Watch Oracle Database Elapsed Time And Wall Time With Parallel Query
In my recent postings I wrote that when using the Oracle Database parallel query a SQL statement's wall time should be equal to its elapsed time divided by the number of parallel query slaves plus some overhead.
That may seem correct, but is it really true? To check I ran an experiment and posted the results here. The results are both obvious and illuminating.
If you don't want to read but just sit on the couch, have a beer and watch TV you're in luck! I took a clip from my Tuning Oracle Using An AWR Report online video seminar put it on youtube. Here's the clip.

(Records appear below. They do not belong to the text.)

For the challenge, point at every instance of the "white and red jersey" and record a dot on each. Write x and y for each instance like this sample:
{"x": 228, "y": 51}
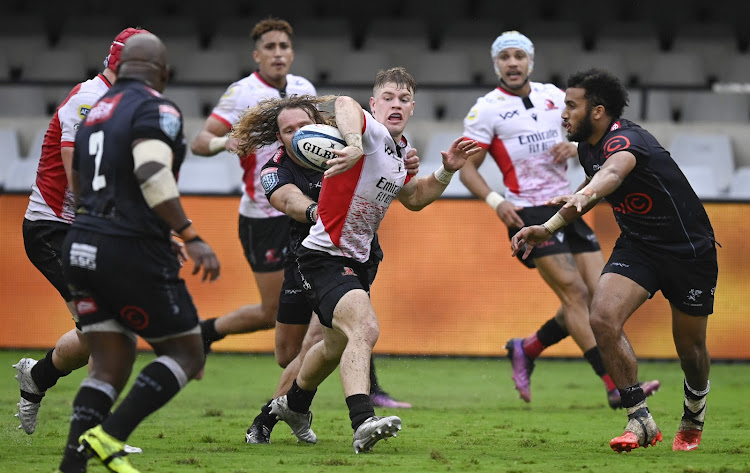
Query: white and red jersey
{"x": 241, "y": 95}
{"x": 518, "y": 133}
{"x": 51, "y": 199}
{"x": 352, "y": 204}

The Math, For Review Purposes
In my previous recent postings I detailed the key time parameters; DB Time, DB CPU, non-idle wait time, elapsed time, parallelism and effective parallelism. To save you some clicking, the key parameters and their relationships are shown below.
DB Time = DB CPU + NIWT
Elapsed Time = Sum of DB Time
Wall Time = ( Elapsed Time / Parallelism ) + Parallelism Overhead
Wall Time = Elapsed Time / Effective Parallelism
Test Results: When Oracle Parallel Query was NOT involved.
If you want to see my notes, snippets, etc. they can be found in this text file HERE.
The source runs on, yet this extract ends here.